Mark Rylance revealed “alarm bells” rang when he along with the rest of the population were urged to have the Covid-19 vaccine leading him to opt for a garlic solution and vitamin C instead.
The actor, 63, only had a change of heart when he had to travel to the US to see his father.
He co-wrote Dr Semmelweis with the playwright Stephen Brown before the coronavirus pandemic happened.
The actor, in an interview with The Sunday Times, said the play acts as a warning not to take the scientific establishment at its word since the start of the pandemic.
“Science started to sound like a religion,” he said. “And really science is no different than religion, just an attempt by men to describe reality.”
Mark added: “I was not convinced I needed it. I took a very distilled garlic solution every morning, and vitamin C, and I sailed through Jerusalem.”

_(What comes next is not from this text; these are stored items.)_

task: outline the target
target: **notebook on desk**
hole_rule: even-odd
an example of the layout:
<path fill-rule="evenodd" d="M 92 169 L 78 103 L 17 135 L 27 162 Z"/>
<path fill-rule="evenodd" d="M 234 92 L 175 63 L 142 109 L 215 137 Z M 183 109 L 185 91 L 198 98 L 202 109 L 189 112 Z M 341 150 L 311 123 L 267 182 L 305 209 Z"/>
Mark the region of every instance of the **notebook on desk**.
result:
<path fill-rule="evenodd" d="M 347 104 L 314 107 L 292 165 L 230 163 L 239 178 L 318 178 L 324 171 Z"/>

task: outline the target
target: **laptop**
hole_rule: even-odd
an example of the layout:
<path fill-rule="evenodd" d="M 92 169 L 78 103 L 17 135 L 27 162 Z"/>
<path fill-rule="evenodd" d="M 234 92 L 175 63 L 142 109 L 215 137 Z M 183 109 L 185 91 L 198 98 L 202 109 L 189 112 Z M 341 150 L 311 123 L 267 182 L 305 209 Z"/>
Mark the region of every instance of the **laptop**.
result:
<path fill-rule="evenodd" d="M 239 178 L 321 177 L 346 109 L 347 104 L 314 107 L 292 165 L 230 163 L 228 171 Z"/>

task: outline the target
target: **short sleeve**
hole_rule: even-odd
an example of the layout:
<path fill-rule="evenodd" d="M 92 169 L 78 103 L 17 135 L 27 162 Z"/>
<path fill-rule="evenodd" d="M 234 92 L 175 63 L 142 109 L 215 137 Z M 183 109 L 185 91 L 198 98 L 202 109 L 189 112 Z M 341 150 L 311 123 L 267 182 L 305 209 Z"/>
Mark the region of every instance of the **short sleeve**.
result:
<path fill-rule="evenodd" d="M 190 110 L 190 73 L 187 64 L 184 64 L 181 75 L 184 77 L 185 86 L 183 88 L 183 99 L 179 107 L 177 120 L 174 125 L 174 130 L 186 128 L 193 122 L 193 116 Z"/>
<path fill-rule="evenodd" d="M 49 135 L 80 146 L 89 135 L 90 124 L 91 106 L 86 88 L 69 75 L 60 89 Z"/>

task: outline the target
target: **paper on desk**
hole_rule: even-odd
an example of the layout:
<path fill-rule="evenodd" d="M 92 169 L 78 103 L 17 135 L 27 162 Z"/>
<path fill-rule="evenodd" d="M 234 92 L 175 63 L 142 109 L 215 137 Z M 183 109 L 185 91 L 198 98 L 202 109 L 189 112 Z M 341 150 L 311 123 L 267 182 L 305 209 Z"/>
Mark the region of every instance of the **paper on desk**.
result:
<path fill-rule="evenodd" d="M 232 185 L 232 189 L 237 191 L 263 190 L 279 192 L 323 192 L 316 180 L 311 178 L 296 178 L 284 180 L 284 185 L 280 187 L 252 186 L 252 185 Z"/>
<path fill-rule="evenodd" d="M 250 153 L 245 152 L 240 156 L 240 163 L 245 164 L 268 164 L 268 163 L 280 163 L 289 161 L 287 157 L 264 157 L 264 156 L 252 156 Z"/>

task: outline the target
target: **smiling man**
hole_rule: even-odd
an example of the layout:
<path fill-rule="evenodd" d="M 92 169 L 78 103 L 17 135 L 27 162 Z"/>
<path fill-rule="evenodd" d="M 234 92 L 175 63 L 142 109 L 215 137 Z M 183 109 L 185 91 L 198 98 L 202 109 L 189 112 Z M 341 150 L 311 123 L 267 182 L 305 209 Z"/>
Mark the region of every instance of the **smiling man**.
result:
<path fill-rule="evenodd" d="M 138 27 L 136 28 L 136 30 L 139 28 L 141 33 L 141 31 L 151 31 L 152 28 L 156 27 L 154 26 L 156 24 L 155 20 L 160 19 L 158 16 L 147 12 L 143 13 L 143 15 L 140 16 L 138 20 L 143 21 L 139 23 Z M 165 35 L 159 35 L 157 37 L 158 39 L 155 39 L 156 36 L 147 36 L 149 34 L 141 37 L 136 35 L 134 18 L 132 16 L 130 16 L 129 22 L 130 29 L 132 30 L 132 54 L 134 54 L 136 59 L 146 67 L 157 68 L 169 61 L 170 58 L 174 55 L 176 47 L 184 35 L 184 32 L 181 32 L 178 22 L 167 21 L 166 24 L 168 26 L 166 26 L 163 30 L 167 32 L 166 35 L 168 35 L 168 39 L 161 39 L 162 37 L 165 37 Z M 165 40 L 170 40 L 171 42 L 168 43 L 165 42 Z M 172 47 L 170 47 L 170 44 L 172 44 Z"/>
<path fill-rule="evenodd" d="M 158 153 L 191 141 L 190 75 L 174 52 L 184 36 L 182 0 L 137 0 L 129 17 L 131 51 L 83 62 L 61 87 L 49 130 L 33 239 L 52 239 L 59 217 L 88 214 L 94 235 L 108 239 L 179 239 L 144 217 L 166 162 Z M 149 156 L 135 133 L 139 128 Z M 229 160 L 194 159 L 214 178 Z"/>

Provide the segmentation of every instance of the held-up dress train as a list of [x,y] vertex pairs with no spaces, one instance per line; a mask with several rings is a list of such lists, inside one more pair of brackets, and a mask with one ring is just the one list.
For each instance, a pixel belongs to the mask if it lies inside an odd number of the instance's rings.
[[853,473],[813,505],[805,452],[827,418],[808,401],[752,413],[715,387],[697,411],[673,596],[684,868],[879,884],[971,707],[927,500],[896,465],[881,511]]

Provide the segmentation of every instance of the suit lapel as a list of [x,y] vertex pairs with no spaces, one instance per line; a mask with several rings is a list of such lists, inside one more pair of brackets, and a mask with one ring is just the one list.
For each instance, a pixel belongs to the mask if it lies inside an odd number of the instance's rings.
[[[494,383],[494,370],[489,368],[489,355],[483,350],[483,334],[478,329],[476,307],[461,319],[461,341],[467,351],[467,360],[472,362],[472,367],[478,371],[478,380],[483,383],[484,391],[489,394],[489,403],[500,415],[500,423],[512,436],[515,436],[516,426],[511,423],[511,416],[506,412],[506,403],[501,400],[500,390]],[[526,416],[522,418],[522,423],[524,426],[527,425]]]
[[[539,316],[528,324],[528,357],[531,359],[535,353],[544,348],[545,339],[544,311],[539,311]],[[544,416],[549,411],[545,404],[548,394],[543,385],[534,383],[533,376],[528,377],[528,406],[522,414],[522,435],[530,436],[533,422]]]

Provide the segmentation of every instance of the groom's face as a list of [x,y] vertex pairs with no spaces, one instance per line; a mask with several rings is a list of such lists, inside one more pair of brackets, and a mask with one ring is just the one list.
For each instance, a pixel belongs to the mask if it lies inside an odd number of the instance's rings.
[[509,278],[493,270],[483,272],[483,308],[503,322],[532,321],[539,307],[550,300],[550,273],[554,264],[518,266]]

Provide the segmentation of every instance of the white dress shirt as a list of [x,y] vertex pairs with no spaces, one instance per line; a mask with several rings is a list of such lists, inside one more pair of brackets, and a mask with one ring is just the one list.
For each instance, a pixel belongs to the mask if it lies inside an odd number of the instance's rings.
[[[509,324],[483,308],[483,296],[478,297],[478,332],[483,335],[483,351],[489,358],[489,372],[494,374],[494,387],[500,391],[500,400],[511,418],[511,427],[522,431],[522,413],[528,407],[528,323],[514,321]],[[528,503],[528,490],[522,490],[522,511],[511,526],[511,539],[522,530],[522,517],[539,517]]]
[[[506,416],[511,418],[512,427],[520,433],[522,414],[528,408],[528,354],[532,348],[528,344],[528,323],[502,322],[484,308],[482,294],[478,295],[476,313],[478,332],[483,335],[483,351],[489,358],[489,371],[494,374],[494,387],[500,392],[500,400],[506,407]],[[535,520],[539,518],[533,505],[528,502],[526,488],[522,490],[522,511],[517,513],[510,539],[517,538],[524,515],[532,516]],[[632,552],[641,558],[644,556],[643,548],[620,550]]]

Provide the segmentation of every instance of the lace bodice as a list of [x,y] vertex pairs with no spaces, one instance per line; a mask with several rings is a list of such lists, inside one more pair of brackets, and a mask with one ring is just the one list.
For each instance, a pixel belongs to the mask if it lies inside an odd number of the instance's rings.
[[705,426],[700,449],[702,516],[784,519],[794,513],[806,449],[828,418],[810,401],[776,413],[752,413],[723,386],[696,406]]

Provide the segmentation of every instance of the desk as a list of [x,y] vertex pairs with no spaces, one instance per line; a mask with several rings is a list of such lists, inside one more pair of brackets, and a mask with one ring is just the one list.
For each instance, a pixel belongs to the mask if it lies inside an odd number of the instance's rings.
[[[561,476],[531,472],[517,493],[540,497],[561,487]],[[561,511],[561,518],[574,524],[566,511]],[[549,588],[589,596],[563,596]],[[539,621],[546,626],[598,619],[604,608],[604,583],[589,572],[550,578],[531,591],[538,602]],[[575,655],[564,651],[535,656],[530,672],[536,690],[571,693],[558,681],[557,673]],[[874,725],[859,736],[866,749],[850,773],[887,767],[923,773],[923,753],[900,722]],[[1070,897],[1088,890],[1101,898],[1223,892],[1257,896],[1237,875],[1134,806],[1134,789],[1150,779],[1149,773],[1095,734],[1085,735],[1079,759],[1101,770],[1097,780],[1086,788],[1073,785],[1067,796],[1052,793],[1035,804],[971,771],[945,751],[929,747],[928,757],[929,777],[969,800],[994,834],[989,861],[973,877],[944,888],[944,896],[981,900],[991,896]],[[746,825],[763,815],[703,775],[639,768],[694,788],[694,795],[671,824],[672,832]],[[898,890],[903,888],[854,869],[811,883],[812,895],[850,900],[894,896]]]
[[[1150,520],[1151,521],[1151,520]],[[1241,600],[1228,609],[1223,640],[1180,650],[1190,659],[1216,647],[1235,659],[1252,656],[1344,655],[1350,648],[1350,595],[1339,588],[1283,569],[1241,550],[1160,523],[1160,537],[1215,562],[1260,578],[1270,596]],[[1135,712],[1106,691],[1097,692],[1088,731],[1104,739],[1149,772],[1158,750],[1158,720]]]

On writing the play he was focused on the alternative cancer treatments that were available to patients.
He doubts the impact of chemotherapy as a friend of his “broke up the cells of a tumour” by relying on vibrations from a Tibetan sound bowl.
“The body knows how to heal itself,” he said. “We don’t need to go in and bombard it with poison. It’s like bombing a city to try and get rid of a little sect of terrorists. You may wipe them all out, but you’re going to breed 25 or 30 [more].”
He has starred in the play Jerusalem and won an Oscar for his performance in Steven Spielberg’s Bridge of Spies, the BBC’s Wolf Hall adaptation along with Christopher Nolan’s Dunkirk.
Dr Semmelweis, which he also stars in, opens in the West End at the end of this month following a run at the Bristol Old Vic.